Department store Santas are disturbing enough; can you imagine the MEST-scarring trauma of a Scientology Santa? "Well, Jimmy, your free personality test indicates that Santa will bring you EVERYTHING YOU WANT FOR THE REST OF ETERNITY if you'll just stuff these copies of Dianetics in your parents' stockings...."
In Hubbard's holiday homily, note his characteristic replacement of wishy-washy "love" with manly paranoid "trust." That was the true meaning of Christmas 2001, all right: No telepathic mind control, no peace!
The nicest sights were at the Getty Museum's Devices of Wonder exhibition. Gadgets through the ages isn't that novel a curatorial idea, but not many curators get to plunge fist-first into Getty-sized pockets: a Chardin, for example, is casually thrown on as illustrative spice....
As usual in high-concept historical surveys, the contemporary work included seems an ill-advised afterthought. I'm not even sure what they were afterthinking: our investment-oriented rhetoric-privileging high art world pointedly shares neither intent nor craft with infotainment manufacturers. Better to just borrow a corner of the Exploratorium, or fill a plastic tub with boing-boing-ed swag.
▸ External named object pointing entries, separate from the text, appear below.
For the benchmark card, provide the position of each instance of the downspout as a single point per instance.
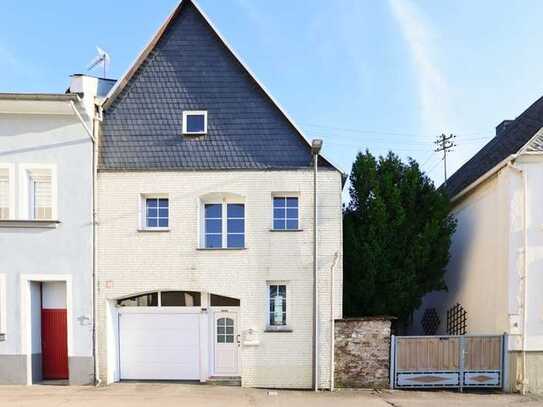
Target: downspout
(97, 118)
(93, 134)
(332, 322)
(316, 146)
(524, 383)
On the other hand, the Joseph Cornell boxes fit right in, especially the knock-down twist-around pick-me-up gorgeous "Beehive (Thimble Forest)" -- with silver bells/boughs sadly frozen, though, by the conflict typical of such exhibitions: the fine art museum relies on preservation whereas the artifact relies on manipulation, and they compromise in mere display. Perhaps deep pockets somewhere sometime might be persuaded to provide replicas in the gift shop...?
. . . 2002-01-31 |
Timing is everything except for what size is
My favorite single comment from the decades-long circumcision debate is the guy who said "But if I was any more sensitive, I'd faint!"
Following a mental track laid down by Spike, I'm moved to do my bit to draw attention to dutchbint's splendid practical joke:
"Here's how it works: when you hit a website, the referer field contains the URL to the site you came from. So if you arrived here by clicking a link on http://www.arse.com/, your referer info will say http://www.arse.com/. But, suppose you've just searched Google for cuntbusters, and you've clicked the result for dutchbint.org. Then, your referer info will say http://www.google.com/search?q=cuntbusters&hl=en&safe=off&start=10&sa=N. The script checks to see if certain words (like fuck, cunt, ejaculation, orgasm, naked etc.) are present in the referer field. If it finds any of those words, it will redirect you to aforementioned Online Decency Compliance page."A technique which, I think, would've spread like wildfire had it not been unveiled in early September 2001.